Zudem muss sich der Erzbischof um die weitere Finanzierung der Kölner Hochschule für Theologie (KHKT) kümmern. Noch steht das Versprechen im Raum, dass für dieses Projekt des Kardinals keine Kirchensteuermittel eingesetzt werden. Der bislang angezapfte Sondertopf neigt sich aber mittelfristig dem Ende zu. Ob die Hochschule es schafft, Großsponsoren zu werben, ist indes völlig offen.
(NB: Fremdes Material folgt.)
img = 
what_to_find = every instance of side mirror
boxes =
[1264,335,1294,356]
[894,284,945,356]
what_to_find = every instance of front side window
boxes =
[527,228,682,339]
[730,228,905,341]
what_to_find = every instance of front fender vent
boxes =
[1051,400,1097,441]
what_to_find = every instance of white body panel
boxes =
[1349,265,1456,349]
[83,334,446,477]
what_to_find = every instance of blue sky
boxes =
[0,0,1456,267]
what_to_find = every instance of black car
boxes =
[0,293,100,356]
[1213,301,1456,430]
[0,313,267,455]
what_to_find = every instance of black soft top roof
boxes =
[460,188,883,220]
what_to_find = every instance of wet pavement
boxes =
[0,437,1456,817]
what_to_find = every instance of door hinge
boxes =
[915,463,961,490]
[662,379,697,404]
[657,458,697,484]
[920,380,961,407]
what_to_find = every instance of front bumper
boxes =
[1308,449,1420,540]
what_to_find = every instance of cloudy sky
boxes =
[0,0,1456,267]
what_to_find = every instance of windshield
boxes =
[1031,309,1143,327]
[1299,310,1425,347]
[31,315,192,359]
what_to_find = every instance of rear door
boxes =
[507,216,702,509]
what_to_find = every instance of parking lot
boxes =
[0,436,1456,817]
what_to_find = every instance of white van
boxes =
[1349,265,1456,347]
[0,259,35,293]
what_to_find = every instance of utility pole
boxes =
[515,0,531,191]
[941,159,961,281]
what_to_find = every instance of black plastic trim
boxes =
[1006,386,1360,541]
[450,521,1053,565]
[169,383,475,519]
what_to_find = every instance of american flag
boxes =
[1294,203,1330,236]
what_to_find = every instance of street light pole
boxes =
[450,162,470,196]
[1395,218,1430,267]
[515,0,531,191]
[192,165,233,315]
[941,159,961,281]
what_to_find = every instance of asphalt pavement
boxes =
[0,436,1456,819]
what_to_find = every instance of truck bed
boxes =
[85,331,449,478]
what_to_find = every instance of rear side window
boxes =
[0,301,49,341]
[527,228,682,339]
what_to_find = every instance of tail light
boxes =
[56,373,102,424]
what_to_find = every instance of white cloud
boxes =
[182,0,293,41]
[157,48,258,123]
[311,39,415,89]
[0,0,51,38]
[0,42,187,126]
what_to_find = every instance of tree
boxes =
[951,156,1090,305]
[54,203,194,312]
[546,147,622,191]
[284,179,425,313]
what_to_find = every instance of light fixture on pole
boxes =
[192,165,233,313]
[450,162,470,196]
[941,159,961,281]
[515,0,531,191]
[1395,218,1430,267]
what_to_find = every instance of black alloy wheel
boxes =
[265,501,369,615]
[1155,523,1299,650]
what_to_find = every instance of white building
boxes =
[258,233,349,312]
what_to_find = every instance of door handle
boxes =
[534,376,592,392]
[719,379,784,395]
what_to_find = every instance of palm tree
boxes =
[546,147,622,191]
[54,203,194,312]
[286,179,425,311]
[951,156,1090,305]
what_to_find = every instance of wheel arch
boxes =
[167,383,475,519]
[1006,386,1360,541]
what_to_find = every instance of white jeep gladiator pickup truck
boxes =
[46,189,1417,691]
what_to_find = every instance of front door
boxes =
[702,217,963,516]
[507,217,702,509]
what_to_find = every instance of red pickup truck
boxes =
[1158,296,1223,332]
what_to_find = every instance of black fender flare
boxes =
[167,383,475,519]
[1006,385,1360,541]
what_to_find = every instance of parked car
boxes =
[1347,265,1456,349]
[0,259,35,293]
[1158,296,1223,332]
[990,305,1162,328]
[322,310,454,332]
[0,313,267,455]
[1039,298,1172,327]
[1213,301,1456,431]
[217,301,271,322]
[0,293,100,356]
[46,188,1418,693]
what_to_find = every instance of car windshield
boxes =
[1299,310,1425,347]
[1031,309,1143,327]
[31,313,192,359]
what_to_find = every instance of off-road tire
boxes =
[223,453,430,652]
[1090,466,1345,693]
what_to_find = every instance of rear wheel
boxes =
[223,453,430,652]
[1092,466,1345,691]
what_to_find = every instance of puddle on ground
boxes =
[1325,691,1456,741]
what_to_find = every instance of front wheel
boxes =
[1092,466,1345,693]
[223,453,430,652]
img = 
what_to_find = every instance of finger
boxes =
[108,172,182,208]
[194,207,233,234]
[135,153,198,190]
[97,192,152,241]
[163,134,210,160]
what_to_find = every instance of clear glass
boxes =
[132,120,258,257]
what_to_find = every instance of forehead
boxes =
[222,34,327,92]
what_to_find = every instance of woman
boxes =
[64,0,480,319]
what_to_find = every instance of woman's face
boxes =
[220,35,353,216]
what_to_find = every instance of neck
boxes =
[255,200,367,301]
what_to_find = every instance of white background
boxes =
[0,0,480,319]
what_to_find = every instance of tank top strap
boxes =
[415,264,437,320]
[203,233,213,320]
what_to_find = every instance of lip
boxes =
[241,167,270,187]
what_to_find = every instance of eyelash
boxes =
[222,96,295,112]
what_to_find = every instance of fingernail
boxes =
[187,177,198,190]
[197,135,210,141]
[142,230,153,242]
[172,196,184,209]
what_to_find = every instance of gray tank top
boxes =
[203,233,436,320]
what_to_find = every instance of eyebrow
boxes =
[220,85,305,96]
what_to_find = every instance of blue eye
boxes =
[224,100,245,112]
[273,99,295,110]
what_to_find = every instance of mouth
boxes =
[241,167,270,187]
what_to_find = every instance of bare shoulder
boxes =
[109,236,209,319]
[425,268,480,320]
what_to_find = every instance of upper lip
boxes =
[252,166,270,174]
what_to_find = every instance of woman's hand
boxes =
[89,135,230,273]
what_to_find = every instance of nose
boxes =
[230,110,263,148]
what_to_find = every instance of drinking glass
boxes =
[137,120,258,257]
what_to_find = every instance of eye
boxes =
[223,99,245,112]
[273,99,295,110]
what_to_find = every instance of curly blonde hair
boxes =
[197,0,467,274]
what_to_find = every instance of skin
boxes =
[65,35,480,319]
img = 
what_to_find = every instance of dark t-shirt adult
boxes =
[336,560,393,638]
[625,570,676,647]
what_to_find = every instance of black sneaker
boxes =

Kirchlichen Reformprozess mitgestalten
Während Woelkis Auszeit ist in den Reformprozess der katholischen Kirche in Deutschland - den Synodalen Weg - Bewegung geraten. Anfang Februar machten die Teilnehmenden einer zentralen Versammlung erste Schritte in Richtung Wandel. Gefordert wurde eine Neubewertung von Homosexualität, Weiheämter für Frauen sowie eine Lockerung des Ehelosigkeitsgebots für Priester. Wenige Tage zuvor hatten 125 Kirchenmitarbeitende öffentlich erklärt, einer sexuellen Minderheit anzugehören und Reformen des kirchlichen Arbeitsrechts gefordert. In der katholischen Kirche kann zum Beispiel eine homosexuelle Partnerschaft im Extremfall zur Kündigung führen. Diese Regel soll nun geändert werden.
Woelki steht dem Synodalen Weg sowie einer Öffnung der katholischen Sexualmoral skeptisch gegenüber. Doch als Erzbischof der mitgliederstärksten Diözese kann er sich dem Reformprozess kaum völlig entziehen. Zumindest der Debatte wird er sich in den kommenden Monaten erneut stellen müssen. Nach den monatelangen Querelen um seine Person gilt er im Kreis der deutschen Bischöfe jedoch als fast völlig isoliert.